Here is how it translates in a digital environment.

(1) In most cases, 95% of the profit from a media item is generated in the first 10 years of its release.

(2) Providing digital copies to the poor would only result in a very small loss of revenue (1-2%) as most of the poor cannot afford it.

(3) The value of digital media to the poor can be enormous. As non-tangible products become the majority of global GDP, providing “gleaning” of digital media to the poor could be transformative. Based on this, we are promoting an advocacy campaign for to concept of a “Digital Second Harvest” license category under Creative Commons. The basic principles are:

    1)A key strategy of any socially responsible business should be to      
    evaluate their digital assets and make most of their assets that have  
    either  
       (a) lost most of their revenue generating potential or 
       (b) are not affordable to the majority of the world’s poor
    2)     They would license these under a new type of Creative Commons   
    license that limits the distribution of the materials to the poor. 

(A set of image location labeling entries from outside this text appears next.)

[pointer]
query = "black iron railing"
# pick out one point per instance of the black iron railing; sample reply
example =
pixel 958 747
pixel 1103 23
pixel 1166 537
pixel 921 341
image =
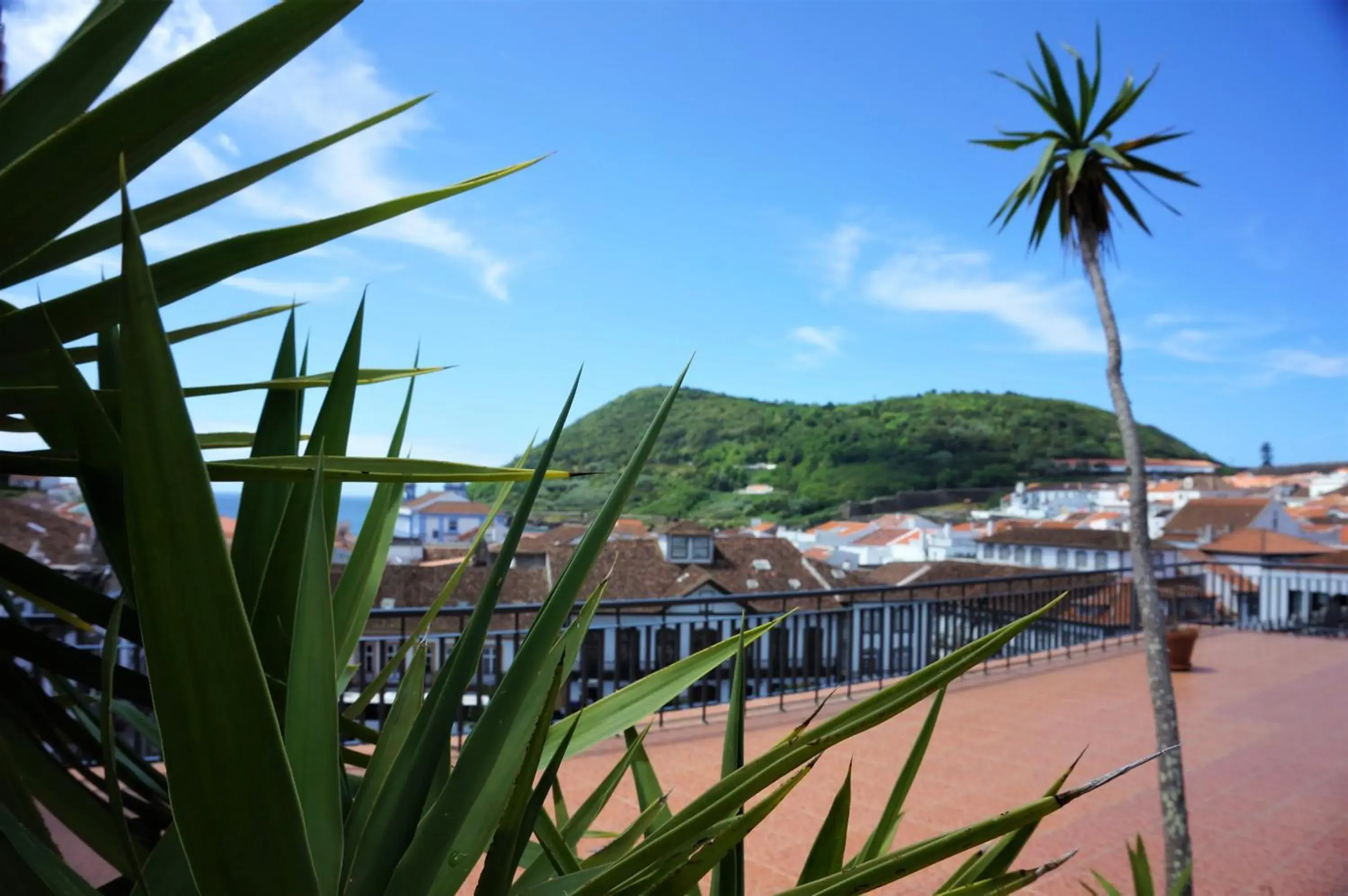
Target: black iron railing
pixel 839 639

    3)  Only registered non-governmental organizations (NGOs)/nonprofits and  
    governmental organization could distribute these items.
    4)     These distribution centers would need to ensure that the license does 
    not get abused by ensuring it only gets distributed to the poor or    
    organizations serving the poor.

An example of this in action is http://www.techsoup.org/stock/ which provides hundreds of millions worth of free and discounted software from over 40 companies. Their model needs the legal framework so that it could be generalized to apply to more media formats and companies, and spread in the same way that Creative Commons has spread.

This will be critical as wireless data to cell phones globally enables a level of content access to the poor not seen before in history. We believe that the majority of the world’s content could be made available to the poor for free with only affecting revenue of for-profit companies by less than 1%. This loss of revenue would be justifiable to these companies both because they would be seeding the market for their future customers (who will pay once they get out of poverty) and from the PR generated by being a socially responsible business.